Those skilled in the art will appreciate that the architecture shown in fig. 11 is merely a block diagram of some of the structures associated with the disclosed aspects and is not intended to limit the computing devices to which the disclosed aspects apply, as particular computing devices may include more or less components than those shown, or may combine certain components, or have a different arrangement of components.

In some embodiments, there is further provided a computer device comprising a memory and a processor, the memory having stored therein a computer program, the processor implementing the steps of the above method embodiments when executing the computer program.

In some embodiments, a computer-readable storage medium is provided, on which a computer program is stored, which computer program, when being executed by a processor, carries out the steps of the above-mentioned method embodiments.

In some embodiments, a computer program product is provided, comprising a computer program which, when executed by a processor, carries out the steps in the above-described method embodiments.

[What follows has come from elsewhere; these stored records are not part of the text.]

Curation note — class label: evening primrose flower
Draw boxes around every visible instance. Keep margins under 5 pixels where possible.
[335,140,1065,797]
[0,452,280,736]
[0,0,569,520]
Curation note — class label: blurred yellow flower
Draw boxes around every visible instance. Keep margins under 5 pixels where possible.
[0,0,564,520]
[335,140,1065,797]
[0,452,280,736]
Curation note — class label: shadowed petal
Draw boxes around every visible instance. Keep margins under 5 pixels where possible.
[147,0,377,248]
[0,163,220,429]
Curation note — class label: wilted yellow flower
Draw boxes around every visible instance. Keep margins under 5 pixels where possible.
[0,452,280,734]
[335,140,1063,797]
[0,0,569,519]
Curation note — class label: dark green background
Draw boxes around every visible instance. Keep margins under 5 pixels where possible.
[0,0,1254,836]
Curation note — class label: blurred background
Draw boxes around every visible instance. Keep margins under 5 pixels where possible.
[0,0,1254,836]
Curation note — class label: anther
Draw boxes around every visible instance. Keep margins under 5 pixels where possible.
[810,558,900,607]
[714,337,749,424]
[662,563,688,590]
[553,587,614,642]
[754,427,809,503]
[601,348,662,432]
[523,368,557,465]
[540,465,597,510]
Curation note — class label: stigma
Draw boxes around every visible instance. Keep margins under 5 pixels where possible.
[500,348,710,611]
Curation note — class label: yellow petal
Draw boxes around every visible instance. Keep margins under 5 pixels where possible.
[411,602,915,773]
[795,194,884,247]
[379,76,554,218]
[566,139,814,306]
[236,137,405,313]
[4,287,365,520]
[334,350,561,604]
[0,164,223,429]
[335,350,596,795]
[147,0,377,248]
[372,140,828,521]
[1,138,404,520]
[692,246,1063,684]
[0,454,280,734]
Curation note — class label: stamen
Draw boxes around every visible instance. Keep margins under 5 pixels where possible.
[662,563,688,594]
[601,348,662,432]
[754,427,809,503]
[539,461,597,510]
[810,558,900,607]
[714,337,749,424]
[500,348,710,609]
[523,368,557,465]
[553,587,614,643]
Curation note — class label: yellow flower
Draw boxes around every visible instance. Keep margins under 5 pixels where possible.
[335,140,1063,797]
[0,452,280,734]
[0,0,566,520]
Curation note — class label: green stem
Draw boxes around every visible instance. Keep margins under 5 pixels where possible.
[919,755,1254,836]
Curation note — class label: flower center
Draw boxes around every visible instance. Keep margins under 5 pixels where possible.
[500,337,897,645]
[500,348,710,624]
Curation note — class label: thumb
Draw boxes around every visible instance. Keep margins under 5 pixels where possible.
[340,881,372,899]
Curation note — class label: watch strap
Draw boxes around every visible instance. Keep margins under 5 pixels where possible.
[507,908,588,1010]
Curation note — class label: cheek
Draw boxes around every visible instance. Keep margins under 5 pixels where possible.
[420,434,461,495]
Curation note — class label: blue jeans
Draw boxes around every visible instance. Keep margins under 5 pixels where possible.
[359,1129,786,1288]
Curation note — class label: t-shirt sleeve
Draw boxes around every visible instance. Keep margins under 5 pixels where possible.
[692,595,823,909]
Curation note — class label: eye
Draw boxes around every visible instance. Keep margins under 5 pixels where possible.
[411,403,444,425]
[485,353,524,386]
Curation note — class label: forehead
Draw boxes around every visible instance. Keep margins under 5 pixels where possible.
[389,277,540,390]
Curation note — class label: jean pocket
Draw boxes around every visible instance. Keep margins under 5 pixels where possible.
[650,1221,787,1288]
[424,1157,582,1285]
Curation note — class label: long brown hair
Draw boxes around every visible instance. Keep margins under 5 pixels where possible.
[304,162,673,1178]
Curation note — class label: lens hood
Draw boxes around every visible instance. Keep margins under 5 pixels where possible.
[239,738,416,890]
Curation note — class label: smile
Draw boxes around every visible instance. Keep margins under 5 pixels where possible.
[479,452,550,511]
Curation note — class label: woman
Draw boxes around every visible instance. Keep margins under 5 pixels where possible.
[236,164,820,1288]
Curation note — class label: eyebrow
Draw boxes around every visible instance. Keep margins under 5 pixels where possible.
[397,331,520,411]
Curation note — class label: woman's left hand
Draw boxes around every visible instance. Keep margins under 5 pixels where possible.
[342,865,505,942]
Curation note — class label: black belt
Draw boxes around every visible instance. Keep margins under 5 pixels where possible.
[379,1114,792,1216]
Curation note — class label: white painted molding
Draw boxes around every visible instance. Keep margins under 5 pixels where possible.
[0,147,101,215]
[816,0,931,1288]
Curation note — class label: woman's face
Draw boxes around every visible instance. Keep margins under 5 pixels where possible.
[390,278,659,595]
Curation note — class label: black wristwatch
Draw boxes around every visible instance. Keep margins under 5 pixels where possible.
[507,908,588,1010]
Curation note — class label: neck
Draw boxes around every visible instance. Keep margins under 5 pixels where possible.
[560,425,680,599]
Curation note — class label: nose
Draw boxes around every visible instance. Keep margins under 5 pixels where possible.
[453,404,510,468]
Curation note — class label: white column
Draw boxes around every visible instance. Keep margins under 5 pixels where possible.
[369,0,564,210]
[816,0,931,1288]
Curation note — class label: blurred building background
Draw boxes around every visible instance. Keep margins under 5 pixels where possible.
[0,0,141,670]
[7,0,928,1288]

It will be understood by those skilled in the art that all or part of the processes of the methods of the embodiments described above can be implemented by hardware instructions of a computer program, which can be stored in a non-volatile computer-readable storage medium, and when executed, can include the processes of the embodiments of the methods described above. Any reference to memory, database, or other medium used in the embodiments provided herein may include at least one of non-volatile and volatile memory. The nonvolatile Memory may include Read-Only Memory (ROM), magnetic tape, floppy disk, flash Memory, optical Memory, high-density embedded nonvolatile Memory, resistive Random Access Memory (ReRAM), magnetic Random Access Memory (MRAM), ferroelectric Random Access Memory (FRAM), phase Change Memory (PCM), graphene Memory, and the like. Volatile Memory can include Random Access Memory (RAM), external cache Memory, and the like. By way of illustration and not limitation, RAM can take many forms, such as Static Random Access Memory (SRAM) or Dynamic Random Access Memory (DRAM), among others. The databases referred to in various embodiments provided herein may include at least one of relational and non-relational databases. The non-relational database may include, but is not limited to, a block chain based distributed database, and the like. The processors referred to in the embodiments provided herein may be general purpose processors, central processing units, graphics processors, digital signal processors, programmable logic devices, quantum computing based data processing logic devices, etc., without limitation.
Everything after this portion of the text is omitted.